Two-Component Pressure Approach (TPA) is utilized to calculate transient mixed flow in sewer pipe systems. However, this method gives rise to spurious numerical oscillations when the flow is changed from open channel to pressurized flow. The induced numerical oscillations intensify as the acoustic speed of the pipe increases and come to corrupt the results when the acoustic speed exceeds a limit that is found to be between 300-400 m/s. In some cases, however, the real pipe acoustic speed is far above this limit, and any attempt to apply reduced acoustic speeds would severely distort the transient responses of the system.

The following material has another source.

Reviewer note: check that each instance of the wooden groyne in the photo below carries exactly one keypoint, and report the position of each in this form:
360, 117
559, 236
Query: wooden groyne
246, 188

The authors recently proposed a non-oscillatory TPA model, which is free of spurious numerical oscillations even in high acoustic speed conditions that are usually encountered in practice. Nevertheless, the performance of the proposed model was justified just for circular and box shape pipes, while a variety of pipe shapes are still utilized in real sewer systems.

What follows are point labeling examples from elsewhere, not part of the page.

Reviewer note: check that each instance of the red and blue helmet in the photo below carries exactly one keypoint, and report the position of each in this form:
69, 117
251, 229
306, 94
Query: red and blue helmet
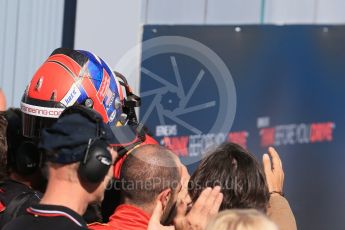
66, 78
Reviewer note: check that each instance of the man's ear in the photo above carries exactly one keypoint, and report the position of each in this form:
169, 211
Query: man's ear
164, 197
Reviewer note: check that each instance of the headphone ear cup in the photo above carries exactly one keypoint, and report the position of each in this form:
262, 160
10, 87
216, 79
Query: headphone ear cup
26, 158
96, 163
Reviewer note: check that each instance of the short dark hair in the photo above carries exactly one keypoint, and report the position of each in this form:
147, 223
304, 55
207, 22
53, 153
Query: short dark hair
237, 172
146, 172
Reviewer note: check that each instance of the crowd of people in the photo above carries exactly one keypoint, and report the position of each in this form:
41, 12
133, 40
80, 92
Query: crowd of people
75, 156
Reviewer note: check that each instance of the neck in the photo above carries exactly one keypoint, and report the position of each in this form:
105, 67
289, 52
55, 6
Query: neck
20, 179
67, 194
148, 208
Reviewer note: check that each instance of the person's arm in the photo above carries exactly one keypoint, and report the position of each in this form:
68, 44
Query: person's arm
279, 210
3, 142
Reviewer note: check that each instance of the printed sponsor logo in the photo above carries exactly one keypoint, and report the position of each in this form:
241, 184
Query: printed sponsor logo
104, 86
112, 116
41, 111
166, 130
72, 96
195, 145
292, 134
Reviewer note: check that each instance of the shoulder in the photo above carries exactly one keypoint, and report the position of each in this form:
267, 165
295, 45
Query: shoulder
99, 226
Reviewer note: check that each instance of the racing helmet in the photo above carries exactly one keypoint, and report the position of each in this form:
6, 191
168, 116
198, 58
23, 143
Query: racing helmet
71, 77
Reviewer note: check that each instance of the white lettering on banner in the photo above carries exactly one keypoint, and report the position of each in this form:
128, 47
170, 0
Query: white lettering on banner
41, 111
72, 96
166, 130
200, 144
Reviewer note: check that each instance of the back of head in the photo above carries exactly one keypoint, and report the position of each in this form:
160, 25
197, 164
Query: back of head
236, 219
146, 172
237, 172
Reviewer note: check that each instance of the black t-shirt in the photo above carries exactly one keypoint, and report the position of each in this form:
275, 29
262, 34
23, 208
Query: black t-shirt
49, 217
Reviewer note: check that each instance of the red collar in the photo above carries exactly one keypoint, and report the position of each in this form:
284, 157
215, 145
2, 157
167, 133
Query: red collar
129, 217
56, 211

To this end, this research tends to justify the performance of the proposed TPA in capturing transient mix flow in a variety of pipe shapes covered by the most popular off-the-shelf-software such as SWMM. Due to the lack of experimental data, some hypothetical examples for which analytical solutions exist are employed to verify the obtained results. The results reveal that for all pipe shapes considered, the model provides oscillation free solution even at a high acoustic speed of 1400 m/s. It is also observed that the numerical results are in perfect agreement with the analytical solution. The obtained results conclude that the proposed model can correctly capture transient responses of sewer systems with any pipe shape.